Scott Carney discovered the Crab pattern in 2000 a year before he introduced the Bat pattern. Like other harmonic patterns, the Crab pattern is a 5-point extension structure that can be used to trade stocks, forex, or anything else with continuous price action. The Crab pattern has well defined Fibonacci measurements which designates each point in the pattern. As with most harmonic 5-point pattern level D is not a point but instead is a zone referred to as the Potential Reversal Zone (PRZ).
PRZ consists of 3 converging harmonic levels
The target for profit on the Crab pattern is a 38.2% retracement of line AD. The second target is a 61.8% retracement of line AD. The first target would be the 382 retracements of AD and the second target the 618 retracements of AD. Common stop levels are below D point.

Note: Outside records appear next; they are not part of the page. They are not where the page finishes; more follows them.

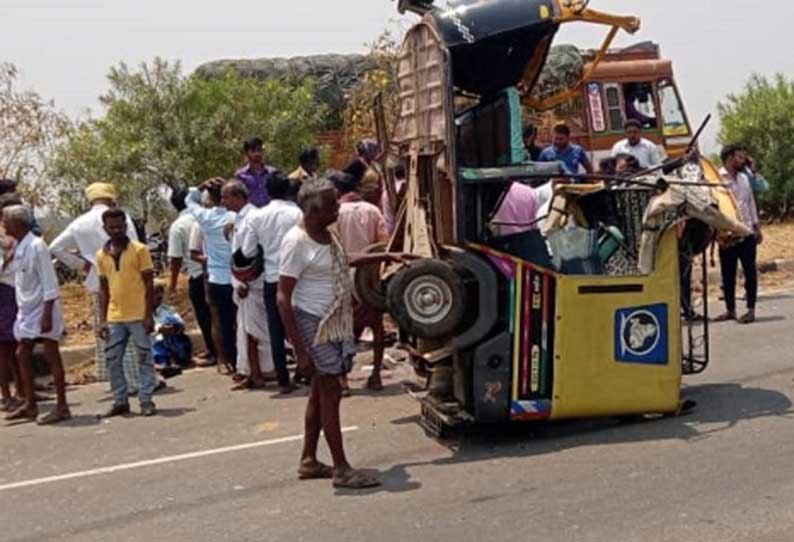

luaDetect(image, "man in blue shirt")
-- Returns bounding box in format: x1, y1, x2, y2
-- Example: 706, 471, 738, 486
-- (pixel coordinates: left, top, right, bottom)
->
540, 124, 593, 174
234, 137, 276, 207
185, 179, 237, 369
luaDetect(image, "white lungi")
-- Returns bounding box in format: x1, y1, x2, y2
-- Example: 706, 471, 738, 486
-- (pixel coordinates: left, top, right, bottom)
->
234, 277, 275, 376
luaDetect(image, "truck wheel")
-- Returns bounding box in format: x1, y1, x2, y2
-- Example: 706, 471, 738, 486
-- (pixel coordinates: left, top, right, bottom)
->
386, 259, 466, 339
353, 243, 389, 312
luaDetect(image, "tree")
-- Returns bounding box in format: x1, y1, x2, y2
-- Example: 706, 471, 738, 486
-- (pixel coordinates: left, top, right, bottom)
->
0, 63, 68, 206
718, 74, 794, 218
343, 30, 400, 151
55, 58, 325, 220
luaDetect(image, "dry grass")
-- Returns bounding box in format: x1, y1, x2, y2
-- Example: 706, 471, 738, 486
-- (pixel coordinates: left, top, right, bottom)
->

The Crab pattern provides you with a potential buying zone, but you are buying as the market falls, like a diving knife, or selling as it is surging. More than any other harmonic pattern, the stop loss level is hard to determine and likely requires other price action to determine the appropriate stop loss level. You should consider using this pattern with other indicators such as the relative strength index or stochastics to make sure the market is oversold or overbought before entering a position.
The Bullish and Bearish Crab patterns are 5-point patterns. The Crab pattern has a basic ABC pattern that follows an impulse wave XA. After the setup is generated a potential reversal zone (PRZ), point D is generated as a target range for buying and selling. This pattern requires that you buy as the market is falling or sell when it is rising which requires prudent stop-loss levels.